Genetic determinants of phenotypic diversity in humans

Abstract

New technologies for rapidly assaying DNA sequences have revealed that the degree and nature of human genetic variation is far more complex then previously realized. These same technologies have also resulted in the identification of common genetic variants associated with more than 30 human diseases and traits.

Figure 1

Classification of genetic variants by composition. Schematic of sequence and structural variants compared to reference sequence. Sequence variation (indicated by red line) refers to single-nucleotide variants and small (less than 1 kb) indels.

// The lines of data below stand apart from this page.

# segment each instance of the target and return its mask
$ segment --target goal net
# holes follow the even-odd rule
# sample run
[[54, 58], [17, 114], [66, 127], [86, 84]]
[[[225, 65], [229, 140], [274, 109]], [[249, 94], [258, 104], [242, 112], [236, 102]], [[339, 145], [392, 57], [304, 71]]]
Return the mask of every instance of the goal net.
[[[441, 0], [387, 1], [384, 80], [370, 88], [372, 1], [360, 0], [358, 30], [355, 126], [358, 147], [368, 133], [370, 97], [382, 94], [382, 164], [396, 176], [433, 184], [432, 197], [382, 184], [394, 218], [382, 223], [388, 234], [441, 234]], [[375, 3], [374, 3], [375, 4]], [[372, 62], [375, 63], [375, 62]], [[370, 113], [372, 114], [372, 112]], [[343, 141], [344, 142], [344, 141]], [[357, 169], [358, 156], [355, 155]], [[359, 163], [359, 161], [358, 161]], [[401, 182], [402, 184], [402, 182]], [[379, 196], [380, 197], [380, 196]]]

Structural variation includes inversions, translocations and copy-number variants, which result in the presence of a segment of DNA in variable numbers compared to the reference sequence, as in duplications, deletions or insertions. Adapted from [4].

Figure 2

Identification of genetic variation underlying human disease using linkage analysis and genome-wide association studies. (a) Rare Mendelian traits, such as a monogenic disease with autosomal dominance inheritance, can be studied using linkage analysis in a family. The disease status is followed within a pedigree (seven affected individuals depicted in red). (b) The disease loci (red bar) co-segregates with the genetic marker (blue bar), located 10 centimorgans (cM) apart. Each of the seven individuals with the disease carries the blue genetic marker, both inherited from the affected 'parent' chromosome (yellow). (c) Genetic variants underlying common diseases can be statistically identified by using SNP-based linkage disequilibrium (LD) maps. The frequency of a causative variant (red diamond) will be higher (62%) among those with the disease when compared with a control population (50%). (d) LD map of 11 variants cluster into three blocks of correlation r² > 0.8 (red scale correlation matrix). The LD between polymorphisms needs to be empirically determined by genotyping a population and calculating the correlation.

Figure 3

The allelic spectrum of disease is dependent on the number of genetic variants, their frequency in a population and on the size of their phenotypic effect. Family-based linkage studies have proved successful in identifying causative genetic variants in rare Mendelian disorders, which are, by definition, caused by highly penetrant variants that have a low frequency in the population. Complex diseases are caused by multiple genetic variants that confer incremental risk of disease. Genome-wide association studies have sufficient power to detect genetic variants with modest phenotypic effects, provided that they occur at a high frequency in the population. Adapted from [92].